1) Obat Hipoglikemik Oral (OHO)


Menurut Sugondo, (2006) dalam Farmakoterapi pada pengendalian glikemia
diabetes melitus tipe 2. Obat-obat diabetes oral adalah sebagai berikut:
a. Sulfonilurea
Sulfonilurea memiliki efek utama meningkatkan sekresi insulin oleh sel beta
pankreas dan menjadi pilihan utama untuk pasien dengan berat badan normal atau
kurang tetapi tidak dianjurkan untuk pasien geriatrik, gangguan ginjal, gangguan hati
serta malnutrisi. Contoh dari obat ini adalah glibenklamid, glimepirid dan glipizid.

b. Glinid
Secara umum cara kerjanya hampir sama dengan sulfonilurea, namun lebih
ditekankan pada sekresi insulin fase pertama. Obat ini baik untuk mengatasi
hiperglikemi postprandial. Contoh dari obat golongan ini adalah repaglinid.

c. Biguanid
Biguanid paling banyak digunakan adalah metformin yang merupakan pilihan
pertama untuk penderita DM gemuk disertai dislipidemia dan resistensi insulin. Cara
kerjanya menurukan kadar glukosa darah melalui
pengaruhnya terhadap kerja insulin pada tingkat seluler, distal reseptor insulin dan
menurunkan produksi glukosa hati.

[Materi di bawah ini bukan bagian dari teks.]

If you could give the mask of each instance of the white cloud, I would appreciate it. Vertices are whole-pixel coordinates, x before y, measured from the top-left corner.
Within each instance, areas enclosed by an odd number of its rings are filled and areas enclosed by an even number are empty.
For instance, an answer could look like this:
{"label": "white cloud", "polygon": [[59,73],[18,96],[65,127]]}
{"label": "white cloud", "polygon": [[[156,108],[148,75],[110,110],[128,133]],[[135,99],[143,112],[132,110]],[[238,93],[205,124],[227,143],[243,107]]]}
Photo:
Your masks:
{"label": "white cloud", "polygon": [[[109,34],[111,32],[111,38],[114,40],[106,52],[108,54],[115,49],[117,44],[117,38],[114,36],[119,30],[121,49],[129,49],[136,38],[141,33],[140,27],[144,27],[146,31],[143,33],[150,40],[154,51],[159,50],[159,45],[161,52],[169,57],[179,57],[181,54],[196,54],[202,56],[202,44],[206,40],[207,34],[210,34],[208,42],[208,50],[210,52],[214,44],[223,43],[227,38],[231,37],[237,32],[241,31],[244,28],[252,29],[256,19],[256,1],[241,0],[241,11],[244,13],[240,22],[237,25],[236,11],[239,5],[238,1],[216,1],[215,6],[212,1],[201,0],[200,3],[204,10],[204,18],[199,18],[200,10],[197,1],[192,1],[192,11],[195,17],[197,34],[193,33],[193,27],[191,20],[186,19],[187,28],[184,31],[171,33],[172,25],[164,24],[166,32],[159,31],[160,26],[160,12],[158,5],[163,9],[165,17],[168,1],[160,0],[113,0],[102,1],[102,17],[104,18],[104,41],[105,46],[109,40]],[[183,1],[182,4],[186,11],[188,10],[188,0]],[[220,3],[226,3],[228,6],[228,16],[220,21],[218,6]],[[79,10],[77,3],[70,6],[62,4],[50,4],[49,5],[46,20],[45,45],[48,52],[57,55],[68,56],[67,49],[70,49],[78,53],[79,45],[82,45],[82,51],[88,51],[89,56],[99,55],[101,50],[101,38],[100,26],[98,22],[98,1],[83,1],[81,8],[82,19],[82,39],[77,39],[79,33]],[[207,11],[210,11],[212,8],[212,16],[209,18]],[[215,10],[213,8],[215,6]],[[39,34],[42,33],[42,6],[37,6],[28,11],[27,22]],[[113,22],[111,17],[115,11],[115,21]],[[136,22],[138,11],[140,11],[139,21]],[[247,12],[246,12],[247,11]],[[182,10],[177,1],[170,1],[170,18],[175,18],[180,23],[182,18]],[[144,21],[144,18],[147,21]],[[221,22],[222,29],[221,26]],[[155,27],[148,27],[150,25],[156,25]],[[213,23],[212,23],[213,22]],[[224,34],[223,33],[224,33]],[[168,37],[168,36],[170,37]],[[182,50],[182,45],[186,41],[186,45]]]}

Contoh dari obat golongan ini adalah metformin.

d. Tiazolidinedio
Menurunkan resistensi insulin dengan meningkatkan jumlah protein pengangkut
glukosa sehingga meningkatkan ambilan glukosaperifer. Tiazolidindion
dikontraindikasi pada gagal jantung karena meningkatkan retensi cairan. Contoh dari
obat golongan ini adalah pioglitazone.

e. Acarbose
Obat ini bekerja mengurangi absorbsi glukosa di usus halus. Acarbose tidak memiliki
efek samping hipglikemi seperti sulfonilurea tetapi efek sampingnya pada saluran
cerna seperti kembung dan flatulens.